July was culturally enlightening, too, as a column I wrote about postcards generated responses from around the globe, which I thought I'd talk about today.
Not the globe, actually, but those postcards, which seemed a lovely topic for lagniappe, our monthly dose of somethin' somethin' extra served piping hot or ice cold, depending on the season in which our first Tuesday of each month falls. Either way, grab a bib, this could get messy.
On Monday, I signed up for PostCrossing.com, which I'd never heard of before postcards started coming in following my column - a ramble about how I used to collect them and whether people still send any.
Apparently, they do. So far, I've received a few each from Germany, England, Australia and New York City, as well as ones from El Salvador, Venice and the Netherlands. One of my favorites is a postcard of Australian chanteuse Sia. (Thanks, Paul from Postcardly.com!)
I'll stop short of holding your hand and singing "It's a Small World After All" (which, sorry fellow Disney World fans, always creeped me out), but the postcard experience was a reminder of how much more tight-knit our planet is than we realize.
Emails, Facebook, Twitter and all that stuff keep us connected electronically, but postcards - and letters, which seem almost archaic these days - are more meaningful. Not just because of the cool locales from which they're mailed, but because they take a little bit more effort than 30 seconds of key strokes and a quick hit of "send."
Speaking of tighter sense of community, if you'll pardon my uncharacteristic use of segue, I have enjoyed the Olympics much more than any time in the past.
Having grown up watching them, at least ever since the '84 Olympics in Los Angeles, I can't recall a time - not even when I fell in love with figure skating (I know, big seismic shock there) in 11th grade during the '92 Winter Olympics - that I've gone out of my way to sit and watch all the prime-time coverage.
Despite all the pain and bitter feelings in the world, the Olympics seem like one big, long Folger's "Peter Comes Home for Christmas" commercial, just sweatier and more nerve-wracking. Even when I know who's going to win what, I'm still yelling "Go! Go! Go!" during the swim races or praying "Don't face plant!" during women's gymnastics.

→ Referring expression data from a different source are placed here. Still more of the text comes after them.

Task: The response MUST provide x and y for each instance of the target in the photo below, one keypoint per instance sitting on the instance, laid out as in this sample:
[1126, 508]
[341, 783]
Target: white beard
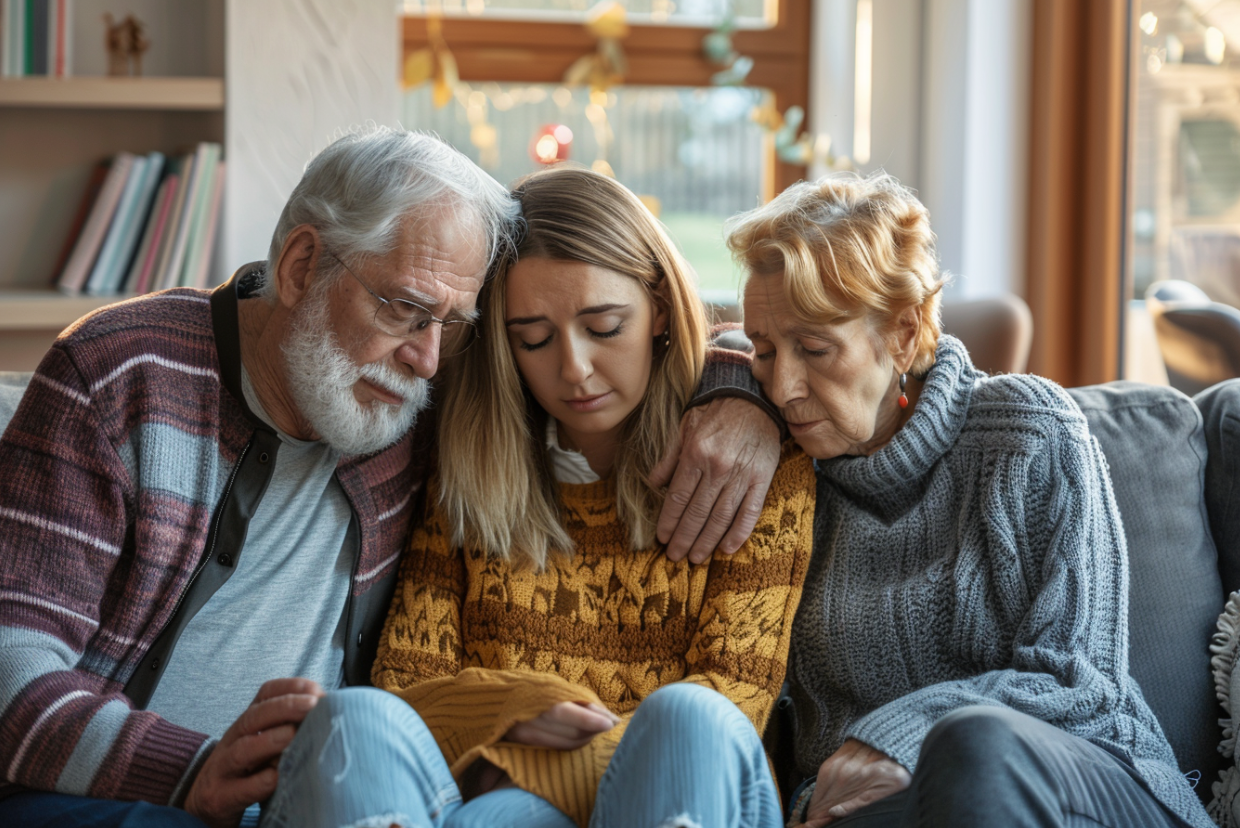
[321, 379]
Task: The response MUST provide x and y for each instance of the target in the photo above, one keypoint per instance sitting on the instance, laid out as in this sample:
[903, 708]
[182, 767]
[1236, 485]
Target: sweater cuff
[897, 734]
[160, 762]
[191, 772]
[727, 373]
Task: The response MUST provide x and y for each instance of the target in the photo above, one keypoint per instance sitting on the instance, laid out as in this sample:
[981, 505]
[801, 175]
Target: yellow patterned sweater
[476, 645]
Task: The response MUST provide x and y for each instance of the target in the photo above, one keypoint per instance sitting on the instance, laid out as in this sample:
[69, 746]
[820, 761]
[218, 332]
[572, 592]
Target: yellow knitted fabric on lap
[478, 645]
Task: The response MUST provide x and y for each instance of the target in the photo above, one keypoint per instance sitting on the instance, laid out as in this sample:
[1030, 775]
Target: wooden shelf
[45, 310]
[202, 94]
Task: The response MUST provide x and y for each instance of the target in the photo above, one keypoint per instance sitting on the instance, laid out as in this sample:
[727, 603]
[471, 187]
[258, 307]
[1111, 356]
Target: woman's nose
[575, 365]
[788, 381]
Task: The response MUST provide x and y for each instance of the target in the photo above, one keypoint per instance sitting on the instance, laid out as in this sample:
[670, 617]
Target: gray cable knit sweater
[976, 559]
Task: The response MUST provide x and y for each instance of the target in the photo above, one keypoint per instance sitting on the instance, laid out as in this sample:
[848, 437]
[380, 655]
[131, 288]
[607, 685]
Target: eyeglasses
[408, 320]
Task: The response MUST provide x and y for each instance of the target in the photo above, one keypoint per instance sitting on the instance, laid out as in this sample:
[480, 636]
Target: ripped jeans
[363, 759]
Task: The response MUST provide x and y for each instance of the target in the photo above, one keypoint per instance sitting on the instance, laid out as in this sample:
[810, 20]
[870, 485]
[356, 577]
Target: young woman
[567, 671]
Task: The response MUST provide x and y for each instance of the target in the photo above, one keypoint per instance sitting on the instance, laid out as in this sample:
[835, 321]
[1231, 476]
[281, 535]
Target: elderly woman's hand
[723, 465]
[852, 777]
[567, 725]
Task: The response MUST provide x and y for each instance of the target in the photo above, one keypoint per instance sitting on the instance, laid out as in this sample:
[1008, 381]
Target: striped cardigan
[114, 465]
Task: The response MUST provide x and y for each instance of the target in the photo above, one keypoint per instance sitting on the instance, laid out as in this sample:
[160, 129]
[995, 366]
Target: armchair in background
[1199, 340]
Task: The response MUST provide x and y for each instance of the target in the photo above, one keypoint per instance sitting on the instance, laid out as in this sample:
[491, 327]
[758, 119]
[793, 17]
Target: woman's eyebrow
[525, 320]
[584, 311]
[600, 309]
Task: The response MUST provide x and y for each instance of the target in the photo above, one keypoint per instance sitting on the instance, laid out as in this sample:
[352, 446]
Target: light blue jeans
[363, 759]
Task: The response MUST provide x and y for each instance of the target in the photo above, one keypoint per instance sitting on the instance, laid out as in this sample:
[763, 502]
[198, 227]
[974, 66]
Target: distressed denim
[363, 759]
[983, 766]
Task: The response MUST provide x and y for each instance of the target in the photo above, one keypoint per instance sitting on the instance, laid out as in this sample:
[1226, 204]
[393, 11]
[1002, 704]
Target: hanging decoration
[552, 144]
[434, 63]
[606, 66]
[718, 50]
[791, 144]
[602, 70]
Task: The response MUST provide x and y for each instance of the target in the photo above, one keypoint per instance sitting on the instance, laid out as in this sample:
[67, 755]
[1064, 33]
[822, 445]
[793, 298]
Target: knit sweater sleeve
[745, 626]
[727, 372]
[420, 655]
[65, 511]
[1059, 562]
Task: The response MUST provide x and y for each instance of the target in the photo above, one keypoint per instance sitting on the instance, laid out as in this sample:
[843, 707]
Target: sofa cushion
[1155, 444]
[1220, 413]
[13, 386]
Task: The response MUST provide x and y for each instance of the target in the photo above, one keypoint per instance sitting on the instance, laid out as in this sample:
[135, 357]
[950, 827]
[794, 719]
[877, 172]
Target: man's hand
[852, 777]
[566, 726]
[241, 770]
[723, 465]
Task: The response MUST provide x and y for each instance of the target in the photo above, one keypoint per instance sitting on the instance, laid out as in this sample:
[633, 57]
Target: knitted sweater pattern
[476, 643]
[114, 464]
[977, 558]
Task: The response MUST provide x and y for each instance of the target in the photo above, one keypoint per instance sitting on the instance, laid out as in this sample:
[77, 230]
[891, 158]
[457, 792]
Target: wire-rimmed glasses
[408, 320]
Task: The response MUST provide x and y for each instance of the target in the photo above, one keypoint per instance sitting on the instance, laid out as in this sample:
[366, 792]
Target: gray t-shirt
[282, 614]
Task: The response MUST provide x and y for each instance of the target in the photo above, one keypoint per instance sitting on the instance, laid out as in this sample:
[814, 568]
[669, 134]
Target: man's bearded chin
[321, 379]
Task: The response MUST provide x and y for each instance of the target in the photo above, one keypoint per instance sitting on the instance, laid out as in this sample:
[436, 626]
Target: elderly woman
[960, 655]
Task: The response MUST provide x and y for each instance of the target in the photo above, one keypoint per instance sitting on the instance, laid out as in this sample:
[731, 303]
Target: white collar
[567, 466]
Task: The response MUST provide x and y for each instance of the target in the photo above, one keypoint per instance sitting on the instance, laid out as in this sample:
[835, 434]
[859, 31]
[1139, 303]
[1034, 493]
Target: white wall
[949, 118]
[298, 73]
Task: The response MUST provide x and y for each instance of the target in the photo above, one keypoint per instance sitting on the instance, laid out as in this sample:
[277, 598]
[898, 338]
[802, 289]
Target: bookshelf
[55, 130]
[202, 94]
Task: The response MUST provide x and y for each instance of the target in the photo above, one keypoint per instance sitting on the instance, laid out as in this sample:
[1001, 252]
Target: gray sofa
[1174, 470]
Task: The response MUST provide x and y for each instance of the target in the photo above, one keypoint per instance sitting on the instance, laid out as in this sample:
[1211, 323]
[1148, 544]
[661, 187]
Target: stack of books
[35, 37]
[144, 223]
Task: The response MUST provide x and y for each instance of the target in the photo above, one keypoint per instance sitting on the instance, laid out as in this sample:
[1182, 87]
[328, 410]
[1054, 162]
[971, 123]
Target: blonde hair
[497, 490]
[848, 246]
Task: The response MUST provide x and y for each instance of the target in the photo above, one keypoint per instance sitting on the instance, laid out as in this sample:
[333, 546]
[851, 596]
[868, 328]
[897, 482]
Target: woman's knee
[675, 704]
[691, 709]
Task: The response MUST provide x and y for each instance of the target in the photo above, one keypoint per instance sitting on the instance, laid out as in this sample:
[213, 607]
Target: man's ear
[908, 332]
[298, 264]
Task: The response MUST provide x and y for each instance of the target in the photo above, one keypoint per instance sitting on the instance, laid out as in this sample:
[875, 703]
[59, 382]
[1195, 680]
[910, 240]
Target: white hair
[360, 190]
[321, 378]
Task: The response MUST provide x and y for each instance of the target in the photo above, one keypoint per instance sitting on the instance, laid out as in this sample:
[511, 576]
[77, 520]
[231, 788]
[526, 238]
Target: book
[208, 238]
[138, 281]
[60, 30]
[92, 191]
[15, 37]
[88, 243]
[171, 277]
[205, 179]
[27, 39]
[118, 249]
[37, 36]
[159, 277]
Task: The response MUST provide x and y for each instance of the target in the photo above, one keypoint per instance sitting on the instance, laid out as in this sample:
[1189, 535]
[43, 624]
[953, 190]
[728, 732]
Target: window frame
[517, 51]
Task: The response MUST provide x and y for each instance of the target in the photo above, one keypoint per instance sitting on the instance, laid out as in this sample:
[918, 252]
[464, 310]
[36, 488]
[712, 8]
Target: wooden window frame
[516, 51]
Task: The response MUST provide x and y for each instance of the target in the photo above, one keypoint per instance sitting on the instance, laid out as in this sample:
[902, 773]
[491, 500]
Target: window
[688, 146]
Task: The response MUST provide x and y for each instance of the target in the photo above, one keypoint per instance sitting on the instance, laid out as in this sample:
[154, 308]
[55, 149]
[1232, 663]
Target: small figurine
[125, 42]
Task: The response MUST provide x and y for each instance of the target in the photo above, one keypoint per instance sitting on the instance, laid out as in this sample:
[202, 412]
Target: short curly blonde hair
[848, 246]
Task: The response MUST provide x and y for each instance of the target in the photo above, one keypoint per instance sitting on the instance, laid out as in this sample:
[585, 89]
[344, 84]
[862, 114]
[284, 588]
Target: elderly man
[205, 492]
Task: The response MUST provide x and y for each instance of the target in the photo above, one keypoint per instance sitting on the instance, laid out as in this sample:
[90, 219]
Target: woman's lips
[382, 394]
[588, 403]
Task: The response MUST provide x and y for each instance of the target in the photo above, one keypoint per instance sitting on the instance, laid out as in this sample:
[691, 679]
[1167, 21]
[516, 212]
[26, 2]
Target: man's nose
[422, 352]
[788, 381]
[574, 366]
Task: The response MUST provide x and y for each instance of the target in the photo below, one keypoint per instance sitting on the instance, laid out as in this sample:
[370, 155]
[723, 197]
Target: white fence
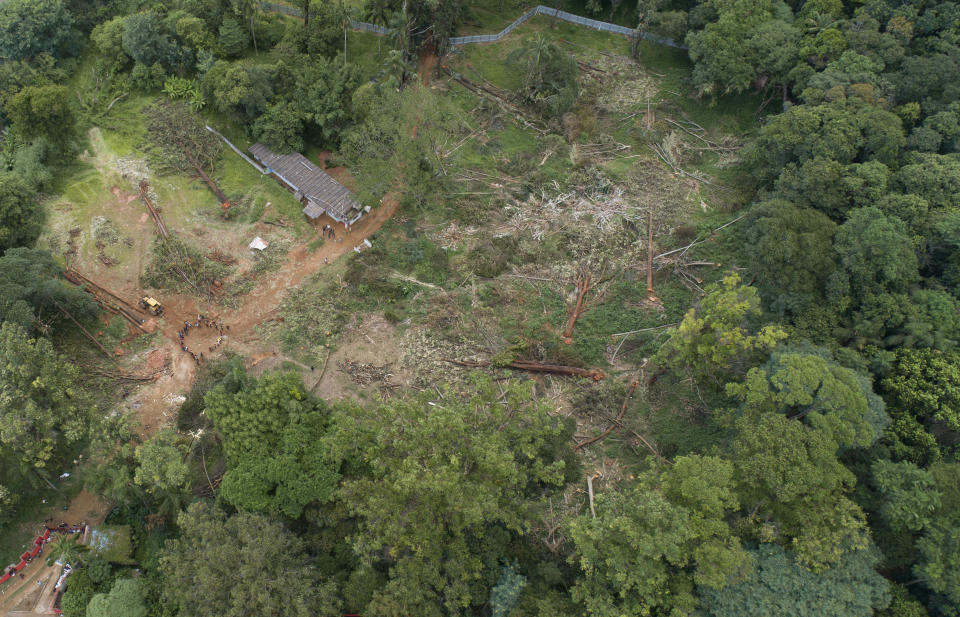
[489, 38]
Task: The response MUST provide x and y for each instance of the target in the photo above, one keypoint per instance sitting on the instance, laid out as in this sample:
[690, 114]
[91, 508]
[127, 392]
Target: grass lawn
[17, 533]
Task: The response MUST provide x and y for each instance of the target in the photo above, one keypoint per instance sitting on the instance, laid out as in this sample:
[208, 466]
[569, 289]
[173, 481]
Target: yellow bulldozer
[151, 306]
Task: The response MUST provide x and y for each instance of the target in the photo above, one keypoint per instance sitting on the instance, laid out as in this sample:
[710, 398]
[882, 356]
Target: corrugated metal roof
[323, 193]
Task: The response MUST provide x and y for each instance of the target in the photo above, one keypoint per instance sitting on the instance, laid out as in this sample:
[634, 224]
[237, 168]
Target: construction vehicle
[152, 306]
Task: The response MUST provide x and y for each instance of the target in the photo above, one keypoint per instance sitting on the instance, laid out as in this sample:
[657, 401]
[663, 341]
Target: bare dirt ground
[156, 403]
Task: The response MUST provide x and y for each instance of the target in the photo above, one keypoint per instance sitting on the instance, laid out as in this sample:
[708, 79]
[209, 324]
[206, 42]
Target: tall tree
[793, 489]
[271, 429]
[811, 388]
[780, 585]
[647, 546]
[32, 291]
[416, 462]
[41, 409]
[242, 566]
[20, 217]
[32, 27]
[127, 598]
[719, 338]
[42, 111]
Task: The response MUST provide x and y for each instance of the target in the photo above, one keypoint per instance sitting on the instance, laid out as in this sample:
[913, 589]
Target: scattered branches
[608, 430]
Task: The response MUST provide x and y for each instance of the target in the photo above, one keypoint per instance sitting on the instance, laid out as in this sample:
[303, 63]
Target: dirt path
[156, 403]
[426, 65]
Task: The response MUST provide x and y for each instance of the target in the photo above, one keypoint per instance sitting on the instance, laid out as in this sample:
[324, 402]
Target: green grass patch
[17, 533]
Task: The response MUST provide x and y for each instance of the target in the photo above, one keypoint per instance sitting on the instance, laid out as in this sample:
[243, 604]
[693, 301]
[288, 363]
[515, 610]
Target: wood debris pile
[365, 374]
[542, 214]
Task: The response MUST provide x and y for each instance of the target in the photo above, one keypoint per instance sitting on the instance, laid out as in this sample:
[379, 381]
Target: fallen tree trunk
[616, 422]
[84, 331]
[213, 185]
[536, 367]
[583, 286]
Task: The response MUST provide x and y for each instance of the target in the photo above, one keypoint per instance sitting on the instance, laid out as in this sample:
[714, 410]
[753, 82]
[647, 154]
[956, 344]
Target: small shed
[319, 193]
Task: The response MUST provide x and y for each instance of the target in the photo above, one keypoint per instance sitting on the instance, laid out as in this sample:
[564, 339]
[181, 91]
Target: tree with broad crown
[31, 284]
[433, 476]
[789, 249]
[811, 388]
[647, 546]
[926, 384]
[32, 27]
[874, 253]
[41, 409]
[20, 217]
[780, 585]
[794, 489]
[126, 599]
[716, 339]
[272, 431]
[160, 464]
[42, 111]
[242, 566]
[908, 494]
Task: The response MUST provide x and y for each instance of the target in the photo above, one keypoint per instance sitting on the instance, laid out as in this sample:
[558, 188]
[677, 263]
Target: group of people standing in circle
[201, 322]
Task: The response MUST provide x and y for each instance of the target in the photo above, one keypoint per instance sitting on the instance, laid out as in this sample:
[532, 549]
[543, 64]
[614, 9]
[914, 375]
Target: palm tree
[63, 548]
[378, 12]
[818, 22]
[169, 503]
[530, 55]
[396, 69]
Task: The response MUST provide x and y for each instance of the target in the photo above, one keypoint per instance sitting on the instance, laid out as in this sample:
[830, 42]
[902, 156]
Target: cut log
[583, 286]
[213, 185]
[623, 411]
[537, 367]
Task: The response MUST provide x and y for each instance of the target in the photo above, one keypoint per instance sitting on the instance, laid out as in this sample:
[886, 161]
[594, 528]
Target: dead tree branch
[608, 430]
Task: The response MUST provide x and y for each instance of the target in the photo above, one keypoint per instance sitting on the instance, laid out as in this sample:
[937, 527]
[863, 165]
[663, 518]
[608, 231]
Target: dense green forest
[781, 404]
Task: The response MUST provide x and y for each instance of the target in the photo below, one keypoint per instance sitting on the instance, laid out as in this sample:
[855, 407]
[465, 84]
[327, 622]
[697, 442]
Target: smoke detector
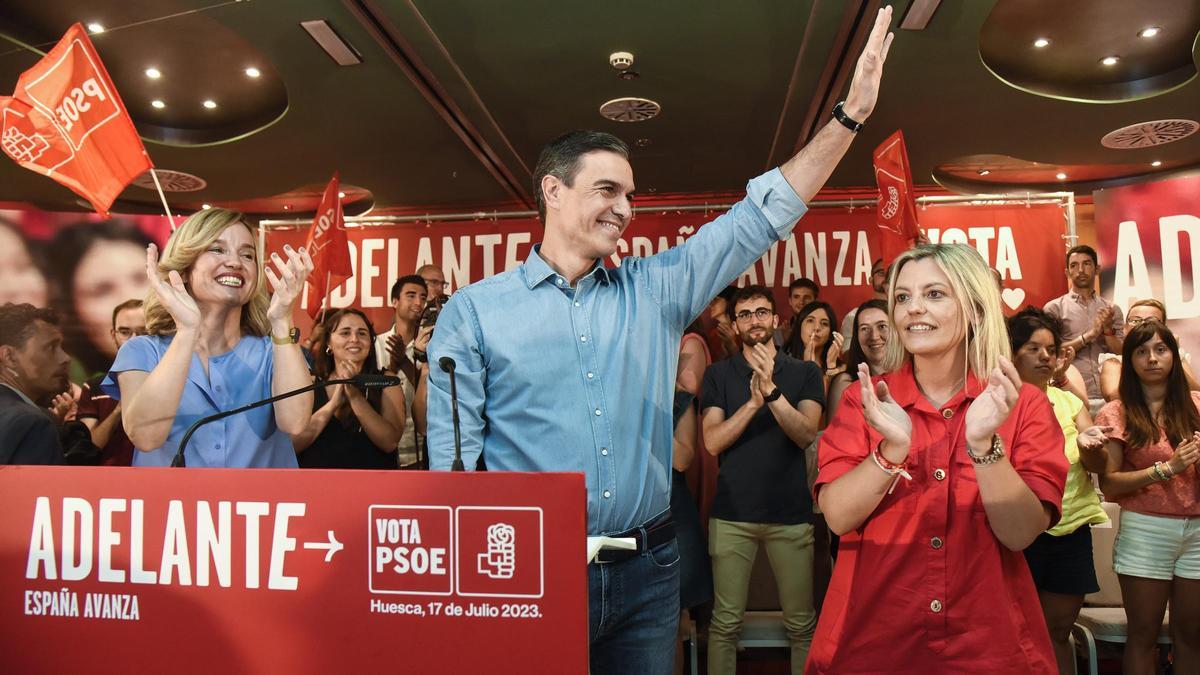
[1149, 133]
[621, 60]
[630, 108]
[172, 181]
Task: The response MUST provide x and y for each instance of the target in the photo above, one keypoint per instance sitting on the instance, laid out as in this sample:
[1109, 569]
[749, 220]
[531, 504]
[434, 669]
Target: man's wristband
[839, 114]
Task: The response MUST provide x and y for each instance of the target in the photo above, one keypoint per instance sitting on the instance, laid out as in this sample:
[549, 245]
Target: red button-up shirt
[924, 585]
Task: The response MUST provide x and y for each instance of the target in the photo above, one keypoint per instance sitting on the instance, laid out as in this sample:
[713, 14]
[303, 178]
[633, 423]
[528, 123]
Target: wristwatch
[995, 454]
[839, 114]
[292, 339]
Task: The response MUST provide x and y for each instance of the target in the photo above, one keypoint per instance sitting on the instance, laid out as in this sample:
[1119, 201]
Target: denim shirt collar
[537, 269]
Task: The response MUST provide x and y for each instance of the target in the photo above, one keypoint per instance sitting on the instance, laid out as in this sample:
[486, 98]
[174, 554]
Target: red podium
[273, 571]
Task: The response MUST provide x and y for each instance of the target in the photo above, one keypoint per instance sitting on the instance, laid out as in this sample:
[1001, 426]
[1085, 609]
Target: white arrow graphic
[331, 548]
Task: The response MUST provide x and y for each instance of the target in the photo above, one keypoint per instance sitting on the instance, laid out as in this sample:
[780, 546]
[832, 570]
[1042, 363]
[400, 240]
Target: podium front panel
[109, 569]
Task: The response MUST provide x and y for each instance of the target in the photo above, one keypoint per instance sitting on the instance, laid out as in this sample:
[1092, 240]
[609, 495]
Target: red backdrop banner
[834, 246]
[227, 571]
[1149, 239]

I'm the first to admit I'm a big ol' wuss, but I've teared up during most of the medal ceremonies and those deliberately emotionally manipulating mini-docs that NBC weaves between competitions.
Having grown up watching "Little House on the Prairie," where every episode ended with Pa, Half Pint or both crying, it's no wonder I'm a sucker for tears of joy after 55 minutes of potential heartbreak - larrupin' good times, y'all, larrupin' good times.